Inhibition of tankyrase 1 in human gastric cancer cells enhances telomere shortening by telomerase inhibitors.

Telomere stability is believed to be related to aging and tumorigenesis. Besides telomerase, telomere length is also regulated by several telomere-specific binding proteins. Tankyrase 1, a telomeric poly(ADP-ribose) polymerase (PARP), elongates telomere length by inhibiting TRF1 binding to telomeres. In order to study the synergistic action of tankyrase 1 and telomerase in the maintenance of telomere length in mammalian cells, we constructed antisense tankyrase 1 (aTNKS) eukaryotic expression vectors and then transfected them into the SGC-7901 human gastric cancer cell line, as well as SGC-7901 cells that had been transfected with antisense hTR (7901-ahTR) and antisense hTERT (7901-ahTERT) with DOTAP liposomes. The activity of telomerase, telomere length and telomerase-associated protein activities were measure by TRAP-ELISA, Southern blot and Western blot analysis, respectively, in aTNKS transfected and untransfected cells.
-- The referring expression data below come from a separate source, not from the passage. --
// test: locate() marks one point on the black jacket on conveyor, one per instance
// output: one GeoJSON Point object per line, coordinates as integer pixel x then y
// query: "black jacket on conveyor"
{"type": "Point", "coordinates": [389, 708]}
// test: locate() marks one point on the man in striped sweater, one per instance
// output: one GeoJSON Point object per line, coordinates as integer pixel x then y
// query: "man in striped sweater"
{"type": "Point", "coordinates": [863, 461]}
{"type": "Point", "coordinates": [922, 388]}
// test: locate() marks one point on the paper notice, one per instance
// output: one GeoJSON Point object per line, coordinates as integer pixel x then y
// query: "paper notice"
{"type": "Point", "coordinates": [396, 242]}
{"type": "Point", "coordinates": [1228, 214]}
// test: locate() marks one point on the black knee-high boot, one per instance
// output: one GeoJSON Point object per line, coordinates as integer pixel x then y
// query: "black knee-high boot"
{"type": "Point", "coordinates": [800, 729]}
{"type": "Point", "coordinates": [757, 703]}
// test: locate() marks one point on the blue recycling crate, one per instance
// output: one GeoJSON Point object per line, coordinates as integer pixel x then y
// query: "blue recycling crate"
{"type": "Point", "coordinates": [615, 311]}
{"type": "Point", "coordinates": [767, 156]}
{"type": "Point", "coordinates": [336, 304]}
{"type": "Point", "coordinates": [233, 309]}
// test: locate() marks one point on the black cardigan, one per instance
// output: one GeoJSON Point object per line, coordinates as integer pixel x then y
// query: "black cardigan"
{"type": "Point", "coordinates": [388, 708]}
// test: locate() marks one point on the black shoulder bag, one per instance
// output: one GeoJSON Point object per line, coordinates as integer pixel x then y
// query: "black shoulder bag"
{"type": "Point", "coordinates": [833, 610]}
The results demonstrated that telomere length was significantly shorter in cells with concomitant tankyrase 1 and telomerase inhibition than by either tankyrase 1 or telomerase inhibition alone, in SGC-7901 cells. We also found that aTNKS had no effect on telomerase activity. These results reveal that inhibition of tankyrase I could shorten telomere length and play a synergistic role with telomerase inhibitors in telomere length shortening in the SGC-7901 gastric cancer cell line. Co-inhibition of tankyrase 1 and telomerase activity may be a rational strategy for telomere-directed gastric cancer therapeutics.